Image of The Lovers: Afghanistan's Romeo and Juliet, the True Story of How They Defied Their Families and Escaped an Honor Killing
Author(s): 
Release Date: 
January 25, 2016
Publisher/Imprint: 
Ecco
Pages: 
384
Reviewed by: 

Marriage is impossible. Zakia’s life will be forfeited, her brother’s inheritance lost in the pursuit of justice, and the family’s honor will vanish until she is brought to what is a cold and cruel, a sexist and racist, justice. Her family will disown and likely murder her, should they find her. It will be her father, her brothers, and her male cousins who hunt Zakia down for loving and following after Ali in order to have a life she dreams about.

Zakia and Ali are from rival sects and disparate ethnicities—Sunni and Shia, and Tajik and Hazara. They live in Bamiyan in central Afghanistan (where the famous Buddha statues were blown up by the Taliban in 2001) and from flirtation across the village fields and secretive phone calls, their love is discovered and threatened, violently and physically, by Zakia’s brothers and her father. Zakia is willing to risk her life to be with Ali. She runs away from home and finds safety at a women’s shelter and then summons the courage to cross the mountains into Ali’s arms.

The sentimental title is unfortunate because things didn’t end well for Shakespeare’s couple and tempts fate for Zakia and Ali’s ending. Love hasn’t quite triumphed. While love has brought Ali and Zakia a daughter named Ruqua and has mended the bonds with Ali’s family, who has welcomed both of them, Zakia is still at risk of being murdered after her family’s public declaration of vengeance. Both have returned to the village where everything began, and Ali works the fields with a loaded pistol at his side at all times.

Rod Nordland, an international correspondent and the Kabul bureau chief for the New York Times, gets personally involved in Zakia and Ali’s stories, trying to help them financially and through the governmental red tape to safety and happiness, straining the limits of propriety of a reporter’s distance from his story.

There are occasions when Nordland and his cohorts seem to step beyond boundaries in order to get a story. For instance, while Zakia is still in the women’s shelter, his photographer barges in past the barriers, despite men not being allowed, and knowing enough of the language to understand what is being said, and taking her picture, and then plastering it over the country to make her and Ali poster children for Western ideals when they are being threatened by their families.

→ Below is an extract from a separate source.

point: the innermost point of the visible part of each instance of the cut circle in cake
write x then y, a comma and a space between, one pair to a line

Nordland also includes stories of several other honor killings in this book over love marriages and elopements of other Romeos and Juliets. This is an eye-opening book that is great for starting conversations on women’s rights in other cultures and talking about ethical dilemmas in reporting.

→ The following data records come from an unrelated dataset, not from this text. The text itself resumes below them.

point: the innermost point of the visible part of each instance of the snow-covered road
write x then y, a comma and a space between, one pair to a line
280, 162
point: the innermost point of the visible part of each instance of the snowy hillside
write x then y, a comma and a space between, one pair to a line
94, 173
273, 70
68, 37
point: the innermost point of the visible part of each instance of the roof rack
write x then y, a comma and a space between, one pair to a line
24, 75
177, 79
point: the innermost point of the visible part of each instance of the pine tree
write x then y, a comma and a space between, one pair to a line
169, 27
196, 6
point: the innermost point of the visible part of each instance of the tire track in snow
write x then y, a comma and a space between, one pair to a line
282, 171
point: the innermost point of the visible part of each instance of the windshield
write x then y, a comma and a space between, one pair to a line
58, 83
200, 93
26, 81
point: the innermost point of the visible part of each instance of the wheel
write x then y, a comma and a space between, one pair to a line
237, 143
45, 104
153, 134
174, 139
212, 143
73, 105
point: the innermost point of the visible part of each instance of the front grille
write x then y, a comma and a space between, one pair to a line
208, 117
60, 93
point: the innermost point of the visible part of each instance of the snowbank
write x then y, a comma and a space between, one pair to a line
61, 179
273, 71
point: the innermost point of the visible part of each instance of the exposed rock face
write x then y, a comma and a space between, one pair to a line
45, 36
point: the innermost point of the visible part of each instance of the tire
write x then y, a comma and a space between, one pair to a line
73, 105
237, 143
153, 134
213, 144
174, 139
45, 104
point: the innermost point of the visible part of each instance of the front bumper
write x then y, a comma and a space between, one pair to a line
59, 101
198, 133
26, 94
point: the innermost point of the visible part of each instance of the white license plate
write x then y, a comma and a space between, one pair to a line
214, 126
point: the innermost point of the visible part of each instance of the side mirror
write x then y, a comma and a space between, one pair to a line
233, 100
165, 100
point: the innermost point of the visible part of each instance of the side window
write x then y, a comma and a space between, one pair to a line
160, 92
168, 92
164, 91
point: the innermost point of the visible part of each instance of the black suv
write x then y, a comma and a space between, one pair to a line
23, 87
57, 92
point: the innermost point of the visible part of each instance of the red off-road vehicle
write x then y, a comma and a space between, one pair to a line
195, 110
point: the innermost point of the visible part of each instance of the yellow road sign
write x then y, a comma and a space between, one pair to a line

This book would be a good college common reader for its potential for discussions on human rights, social justice, reporting, extremist religion, the role of the United States in Afghanistan, and more.

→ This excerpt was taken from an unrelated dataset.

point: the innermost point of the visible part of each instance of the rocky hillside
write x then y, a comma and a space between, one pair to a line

Furthermore, the story itself is easy to read and follow, though it does slow down at times as details are added into the story to detail the setting or to follow up on some facts, which readers may not be interested in when compared to the main narrative. However, the historical facts Nordland supplies on topics such as Afghanistan’s struggle with Communism and its reaction with extremist Islam and other informational pieces will help paint a larger picture of a country we so often hear about and know so little about.